Staff Bells are one of the most underutilized percussion instruments in existence.  They are essentially suspended handbells stuck with mallets.  Staff Bells were originally used in the early 1900s as a novelty act in vaudville shows.  The Deagan Company (who worked to develop the Marimba, Vibraphone, and the unsuccessful Nabimba) marketed these for several years.  The only composer who seemed to latch onto them was Percy Grainger.  Grainger used them extensively in The Warriors, In a Nutshell Suite, and in the finale of Lincolnshire Posy.

If a suitable rack can be built, any set of handbells can be turned into Staff Bells easily.  Usually the clappers are removed from Staff Bells.  Depending on the size of the bell, the mallet can be hard rubber, plastic, or yarn/cord.  Hard mallets can damage the larger bells.  Soft mallets will not produce an audible sound on the small bells.  If a large range is expected, it is best to split the Staff Bells up among 2-3 players.  Grainger almost always uses 3.

Range is conceivably 7 octaves depending on the maker of handbells.  Schulmerich makes a range from C2 to C( (sounding an octave higher).  The C9 (really C10) is one of the highest musical instruments in existence an octave higher than the Piano’s highest note. Four to five octaves is the standard (C3-C7).
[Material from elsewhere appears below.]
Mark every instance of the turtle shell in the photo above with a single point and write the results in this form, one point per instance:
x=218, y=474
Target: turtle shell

Demonstration of Staff Bells in preparation for Grainger’s The Warriors.

A rehearsal for Grainger’s Gumsucker’s March where you can see the whole percussion section including the Staff Bells.

Bell Plates

Bell Plates are one of the many attempts to recreate the sound of massive, deep church bells.  The result isn’t a perfect simulacrum, but they are an interesting and useful sound in and of themselves.

Depending on the maker, Bell Plates will come in many different sizes.  Chromatic sets are preferred.  I have seen them advertised in up to four-octave sets going down to C2 (the C below the bass clef).

The sound of Bell Plates will last a long time after they are struck (up to a minute or more).  Care should be taken to notate the exact duration of the ring.

Different mallets can be used from a rawhide Chimes beater, to a timpani stick, to a bass drum/gong beater, to yarn mallets.  Each will produce a strikingly different result.